El Juan
En un charco al costado de la ruta, tras del aguacero, quedaron iluminados pequeños trozos de piedra, casi redondos, brillantes, como rueditas de ágata.
Juan los observó asombrado, encorvándose sobre ellos con el chambergo aún húmedo ladeado sobre su cara, curtida y marrón. Miró el sol, ahora alto entre las nubes, y pensó que aún le quedaban unas horas de tarea, por lo que tardaría en regresar al rancho. Suspiró, recordó que su vivienda era sólida, bien protegida de los vientos, con un generoso parral, donde reponerse y ser feliz cada día al fin de sus labores, si no fuera por la Enriqueta. ¡¿Quién le hubiera dicho!? a él, que tanto hizo por conseguirla, que tras unos años de amañados iba a ser su condena el no atender a lo que siempre repetía su compadre: «El buey solo bien se lame». En fin, cosas de hombres que ven reinas cuando están relumbraditos.
Se subió al tractor y enfiló para el campo chico, pasando por las tres tranqueras de abedul que tendría que tensar nuevamente porque ya estaban aflojadas con tanto saltar, al gusto nomás, de los invitados del patrón. ¡Medios zonzos los pobres!, sólo sabían preguntar por el mate y los caballos, principalmente un pelirrojo con facha de míster que, cuando la vio a la Enriqueta, la entró a lisonjear a lo pavo, como suelen hacer los de la ciudad, y ella, a los treinta y seis, se sintió de quince, ¡si hasta cuatro copas de aguamiel le sirvió, sin importarle tener que roldanear el balde.
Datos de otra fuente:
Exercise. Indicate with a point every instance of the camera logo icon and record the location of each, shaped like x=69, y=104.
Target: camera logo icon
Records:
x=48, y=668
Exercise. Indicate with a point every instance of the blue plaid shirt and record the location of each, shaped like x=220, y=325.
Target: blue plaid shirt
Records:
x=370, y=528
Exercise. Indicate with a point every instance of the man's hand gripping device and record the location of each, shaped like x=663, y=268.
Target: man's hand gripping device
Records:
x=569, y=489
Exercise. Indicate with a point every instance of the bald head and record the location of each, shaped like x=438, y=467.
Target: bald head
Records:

¡Pucha con la Enriqueta!, últimamente parecía una guaina grande y asustada, que empezaba a verse como la nuez: algo arrugada y con el centrito amargo. Habría que ver más adelante, a él siempre le gustaron las buenas mozas, si cambiaba ya se las arreglaría de alguna forma, después de todo eran muchas las veces en que todavía tenía apuro por tocar su pelo, oler las lavandas que ella ponía entre las sábanas, querendearla… Recordó que ya hacía rato no hablaban como antes, cuando no lloraba tanto porque él le gritaba, sin maldad, solo para que la tonta entendiera, mejor dicho: aprendiera, ¡él tenía tanto que enseñarle! ¿Qué le andaría pasando que ya no cantaba, ni tejía, ni siquiera lo contradecía? Bueno, ya bien sabía que las mujeres son raras, vuelteras. Sin embargo hoy le daría una sorpresa, ¡claro que sí!
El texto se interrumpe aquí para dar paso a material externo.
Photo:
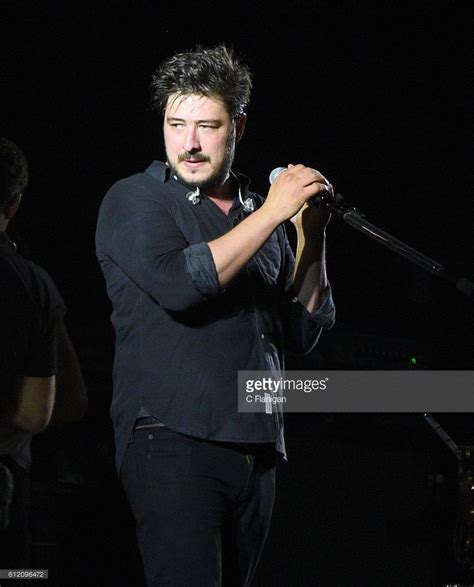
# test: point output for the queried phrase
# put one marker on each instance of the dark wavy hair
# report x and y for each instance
(13, 172)
(214, 72)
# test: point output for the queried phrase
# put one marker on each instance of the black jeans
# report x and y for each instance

Se metió en el sembrado y sacó cinco girasoles, les sacudió las semillas flojas, con la cuchilla cortó las hojas mustias, eligió algunas ramas verdes y ató el ramo con fibras de tallos secos.
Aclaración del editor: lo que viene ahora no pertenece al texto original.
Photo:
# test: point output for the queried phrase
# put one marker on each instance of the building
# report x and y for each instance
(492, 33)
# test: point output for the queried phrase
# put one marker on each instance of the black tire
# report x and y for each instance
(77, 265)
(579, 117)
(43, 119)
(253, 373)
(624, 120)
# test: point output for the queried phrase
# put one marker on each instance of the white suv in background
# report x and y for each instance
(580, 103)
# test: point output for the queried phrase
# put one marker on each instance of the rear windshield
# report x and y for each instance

Caminando a tranco largo llegó rápido y entró por el patio de atrás. La llamó una vez, dos, tres. Nada. No estaba. Ni Enriqueta ni sus cosas. Sobre la mesa, como una culebra muerta, quedó la rastra de monedas gastadas que ella le regaló la noche en que vino a quedarse. Hacía ¿cuántos años? ¿cuatro? No, cinco. «Cinco años y no te aguanto más: chau», había escrito la desgraciada en un papel cualquiera (siempre tan desordenada), ¿dónde vio él, antes, ese papel? ¡Ah!…era una hoja de la libreta grande, negra, toda llenita de fechas, en donde se la pasaba anotando cosas el míster ese que ¡casualmente! se había ido esa mañana.